Doha Bank CEO moots launch of GCC-India infrastructure bank

Says Gulf States may look at diversified investments with oil prices in decline

Building on the strong bilateral trade ties, India should now look to align with the Gulf Cooperation Council (GCC) on the investment front, R Seetharaman, Chief Executive Officer, Doha Bank, has said. Both sides should create a “GCC-India Infrastructure Bank” to bolster investment ties and tap the synergistic growth opportunities, he told BusinessLine here.

India is emerging as a stronger player than the rest of the world and everyone around the world is taking notice, he said. “There is a new momentum going between Gulf countries and India. Trade is going to improve further. Remittances are coming. But investments have not come in as much as they should.”

He expects investments into India from the Gulf States to pick up as the latter look at diversification in the wake of fall in oil prices. “They (Gulf States) all believe India is the right destination and logical fit now. There is a change in the market preference — that is India,” he said.

Repayment option Talking about the GCC-India Infrastructure Bank, Seetharaman pointed out that India is, on an average, paying out nearly $100 billion for its oil related purchases. “India could say that instead of my paying you (Gulf States), the same could be invested as FDI in India. There could be a five-year moratorium arrangement. From the sixth year, the normal process could be resumed and existing commitments met,” he said.

These resources could be channelled into the GCC-India Infrastructure Bank to fund infrastructure development in India. Seetharaman also said there is marked improvement of investment inflows into India with the opening up of the economy.

“More investments will flow from Gulf States into India if a single window is presented and there are enough projects with exit strategies for investors,” he said.

SME opportunities Seetharaman also sees ample opportunities for small and medium enterprises (SMEs) in India to establish a presence in the Gulf.

“I want more Indian companies to come (to the Gulf). SMEs have bigger opportunities. They should set up businesses in free zones,” he said.

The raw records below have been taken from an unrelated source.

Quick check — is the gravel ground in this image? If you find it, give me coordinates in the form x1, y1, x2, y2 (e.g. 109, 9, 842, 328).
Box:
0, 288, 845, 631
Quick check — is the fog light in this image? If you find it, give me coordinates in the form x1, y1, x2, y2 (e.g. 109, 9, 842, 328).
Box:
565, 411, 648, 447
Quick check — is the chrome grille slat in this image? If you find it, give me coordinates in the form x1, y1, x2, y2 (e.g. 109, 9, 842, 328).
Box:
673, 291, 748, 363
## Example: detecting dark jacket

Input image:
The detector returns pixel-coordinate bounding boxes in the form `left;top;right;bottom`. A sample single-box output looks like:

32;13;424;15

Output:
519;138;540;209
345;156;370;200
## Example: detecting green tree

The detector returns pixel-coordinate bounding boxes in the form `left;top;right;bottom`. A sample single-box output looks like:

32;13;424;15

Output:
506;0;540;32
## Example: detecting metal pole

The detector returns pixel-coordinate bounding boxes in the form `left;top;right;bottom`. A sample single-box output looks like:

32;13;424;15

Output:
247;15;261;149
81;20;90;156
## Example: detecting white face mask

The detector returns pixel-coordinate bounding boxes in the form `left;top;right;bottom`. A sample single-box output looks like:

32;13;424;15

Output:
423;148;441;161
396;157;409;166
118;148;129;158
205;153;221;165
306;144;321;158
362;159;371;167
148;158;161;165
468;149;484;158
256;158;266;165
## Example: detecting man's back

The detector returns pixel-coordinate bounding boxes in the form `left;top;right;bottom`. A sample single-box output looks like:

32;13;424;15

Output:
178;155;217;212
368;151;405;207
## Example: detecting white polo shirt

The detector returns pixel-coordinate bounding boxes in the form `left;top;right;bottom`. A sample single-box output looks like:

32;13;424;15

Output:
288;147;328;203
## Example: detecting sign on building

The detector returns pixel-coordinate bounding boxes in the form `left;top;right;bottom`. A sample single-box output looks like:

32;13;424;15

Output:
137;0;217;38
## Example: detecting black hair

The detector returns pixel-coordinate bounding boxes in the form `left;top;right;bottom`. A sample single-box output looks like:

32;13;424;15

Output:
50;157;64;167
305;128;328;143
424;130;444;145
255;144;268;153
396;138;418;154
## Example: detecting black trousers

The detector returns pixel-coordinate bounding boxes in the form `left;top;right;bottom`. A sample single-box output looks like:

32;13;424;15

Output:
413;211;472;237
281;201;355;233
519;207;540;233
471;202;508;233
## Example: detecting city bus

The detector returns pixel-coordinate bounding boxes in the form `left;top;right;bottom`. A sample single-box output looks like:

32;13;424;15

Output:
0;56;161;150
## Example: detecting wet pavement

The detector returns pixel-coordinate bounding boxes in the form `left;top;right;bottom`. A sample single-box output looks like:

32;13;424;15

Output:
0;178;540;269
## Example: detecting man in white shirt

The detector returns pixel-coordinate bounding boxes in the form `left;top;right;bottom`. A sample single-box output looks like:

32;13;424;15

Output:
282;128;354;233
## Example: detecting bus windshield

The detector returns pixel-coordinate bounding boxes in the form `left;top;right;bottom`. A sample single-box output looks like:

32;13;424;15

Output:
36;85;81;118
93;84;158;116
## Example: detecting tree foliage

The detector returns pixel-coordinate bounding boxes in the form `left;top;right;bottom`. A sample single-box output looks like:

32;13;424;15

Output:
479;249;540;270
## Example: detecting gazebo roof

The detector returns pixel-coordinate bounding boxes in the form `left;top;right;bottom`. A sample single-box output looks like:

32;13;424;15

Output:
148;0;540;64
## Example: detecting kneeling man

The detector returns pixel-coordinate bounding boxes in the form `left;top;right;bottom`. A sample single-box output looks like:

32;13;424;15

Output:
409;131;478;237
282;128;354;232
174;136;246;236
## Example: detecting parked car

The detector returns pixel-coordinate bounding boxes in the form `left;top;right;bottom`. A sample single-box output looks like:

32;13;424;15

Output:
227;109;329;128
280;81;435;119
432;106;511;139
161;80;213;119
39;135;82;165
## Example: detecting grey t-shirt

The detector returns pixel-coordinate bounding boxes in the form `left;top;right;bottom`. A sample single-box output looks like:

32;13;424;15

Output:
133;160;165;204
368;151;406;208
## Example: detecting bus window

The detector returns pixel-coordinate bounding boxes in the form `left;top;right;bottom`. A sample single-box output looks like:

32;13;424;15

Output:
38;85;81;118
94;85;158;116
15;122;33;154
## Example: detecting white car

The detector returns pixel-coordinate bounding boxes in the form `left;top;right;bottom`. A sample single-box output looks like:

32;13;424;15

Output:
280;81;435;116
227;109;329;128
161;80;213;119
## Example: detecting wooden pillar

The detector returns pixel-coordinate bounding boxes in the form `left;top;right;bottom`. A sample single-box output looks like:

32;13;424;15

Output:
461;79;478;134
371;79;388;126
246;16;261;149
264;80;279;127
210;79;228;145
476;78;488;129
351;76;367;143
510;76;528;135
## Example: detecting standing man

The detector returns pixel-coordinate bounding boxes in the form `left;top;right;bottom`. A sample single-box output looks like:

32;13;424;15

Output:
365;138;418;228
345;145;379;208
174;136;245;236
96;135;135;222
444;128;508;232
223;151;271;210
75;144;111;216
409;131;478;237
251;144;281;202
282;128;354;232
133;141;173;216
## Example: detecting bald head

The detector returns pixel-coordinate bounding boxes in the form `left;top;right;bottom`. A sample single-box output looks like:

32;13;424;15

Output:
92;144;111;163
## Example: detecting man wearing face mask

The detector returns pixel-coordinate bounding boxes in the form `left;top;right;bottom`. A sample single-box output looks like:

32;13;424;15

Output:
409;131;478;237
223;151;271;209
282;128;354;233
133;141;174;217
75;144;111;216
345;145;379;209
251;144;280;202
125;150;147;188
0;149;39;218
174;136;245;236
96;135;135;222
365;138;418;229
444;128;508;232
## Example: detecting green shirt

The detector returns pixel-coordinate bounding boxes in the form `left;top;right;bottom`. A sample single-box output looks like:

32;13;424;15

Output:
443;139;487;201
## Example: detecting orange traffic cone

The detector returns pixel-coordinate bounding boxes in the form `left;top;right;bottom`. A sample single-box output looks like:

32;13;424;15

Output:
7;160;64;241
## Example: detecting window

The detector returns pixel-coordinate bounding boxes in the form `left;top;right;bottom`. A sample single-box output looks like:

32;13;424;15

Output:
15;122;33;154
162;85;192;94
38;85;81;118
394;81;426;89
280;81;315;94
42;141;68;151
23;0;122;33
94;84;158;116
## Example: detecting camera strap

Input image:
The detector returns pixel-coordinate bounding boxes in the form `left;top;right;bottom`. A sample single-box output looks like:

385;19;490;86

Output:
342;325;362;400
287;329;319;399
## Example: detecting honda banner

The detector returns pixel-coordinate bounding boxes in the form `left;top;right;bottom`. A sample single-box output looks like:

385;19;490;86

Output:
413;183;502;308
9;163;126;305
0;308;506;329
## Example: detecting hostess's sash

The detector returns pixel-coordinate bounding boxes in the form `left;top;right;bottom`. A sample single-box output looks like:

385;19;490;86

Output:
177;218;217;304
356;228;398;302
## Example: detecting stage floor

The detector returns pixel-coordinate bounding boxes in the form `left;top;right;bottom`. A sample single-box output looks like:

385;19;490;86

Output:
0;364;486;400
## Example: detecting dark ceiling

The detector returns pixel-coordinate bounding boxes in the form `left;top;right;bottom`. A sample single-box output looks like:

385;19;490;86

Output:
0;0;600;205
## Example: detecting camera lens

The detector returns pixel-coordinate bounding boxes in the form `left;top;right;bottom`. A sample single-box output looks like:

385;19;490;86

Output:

Last year, Gulf States spent nearly $175 billion for various projects.

On the bilateral investment protection agreement, Seetharaman noted there is already one between India and the GCC. However, individual members would have to separately approve, or enter into, such agreements. The UAE has done it and others are expected to do it, he added.

At present, annual bilateral trade between India and the GCC stands at over $130 billion.